Texto que um surdo que vou chamar aqui de GUTO me mandou (vou preservar a identidade dele) ele me mandou o texto dizendo que a resposta dele estava errada a uma pergunta de seu curso. Percebi que ele só conhecia um contexto para a palavra "experiência". A pergunta era qual a sua experiência com pessoas com deficiência?

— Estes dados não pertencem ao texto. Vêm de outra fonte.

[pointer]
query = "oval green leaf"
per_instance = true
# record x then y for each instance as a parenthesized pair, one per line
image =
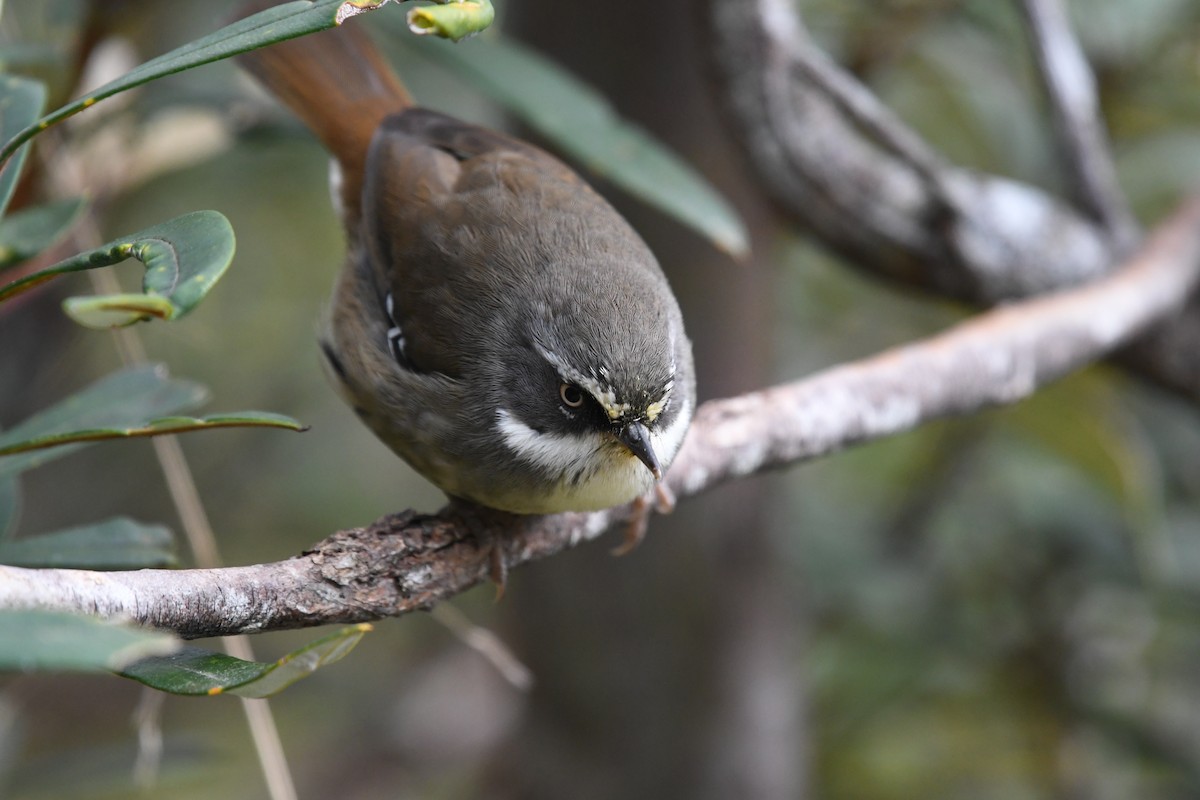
(184, 257)
(585, 125)
(156, 427)
(198, 672)
(118, 543)
(21, 102)
(454, 19)
(53, 641)
(124, 398)
(275, 24)
(29, 232)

       Quando o mesmo me abordou, não tinha entendido que era um pedido de ajuda, achei que perguntava sobre minha experiência, assim que percebi disse a ele que o fato de ser surdo e ter convivido com outros surdos era a resposta pessoal dele. A história de vida dele, apenas hoje percebi sobre o contexto e a semântica da palavra significava para ele. Ao observar isso é impossível não fazer algumas perguntas:
- Até que ponto estão trabalhando libras escrita com os surdos como se fosse língua portuguesa?
- É benéfico o sistema S O V ?
- Não seria o momento de observar o papel do interprete no acompanhamento ao surdo?
- As salas de recurso funcionam?
- O que podemos fazer para mudar a situação?
- Não seria o momento propício para inserir conjugação de verbos, artigos com materiais bilíngues?

(material produzido por mim para explicar matérias ao meu filho)


        Eu alfabetizei meu filho surdo (ele tem surdez profunda/bilateral) por meio da libras, com materiais concretos, trabalhando oralidade por meio da boquinha e vibração, muita leitura visual, usava muito as revistas em quadrinho da turma da Mônica, depois letra a letra explicando que elas tinham som, sistema silábico, palavras e frases, trabalhei conjugação de verbos, ainda o corrijo muito quando se trata de gênero feminino e masculino, mas esta dando certo. Sei que não é algo fácil, mas se todos nos unirmos, se pararem as brigas entre surdos de nascença, surdos tardios, interpretes, surdos oralizados, se pararmos com a transferência de responsabilidade para os surdos, voltarmos o nosso olhar para a saúde onde nasce o problema, e começarmos a cobrar fiscalização e cumprimento da lei, será possível quebrar a barreira de comunicação, deixar os surdos mais preparados, vamos lutar por escolas bilíngues, vamos lutar para que libras seja inserida na grade curricular para todos, vamos adequar conteúdos, vamos parar de procurar culpados e corrigir as falhas tanto no sistema de saúde quanto no sistema educacional. Não tem como incluir sem parar de desviar o foco, sem a união de todos, inclusive a família. Família precisa aprender a língua dos seus!!! Enfim este texto é um convite a reflexão e a união para promover a transformação.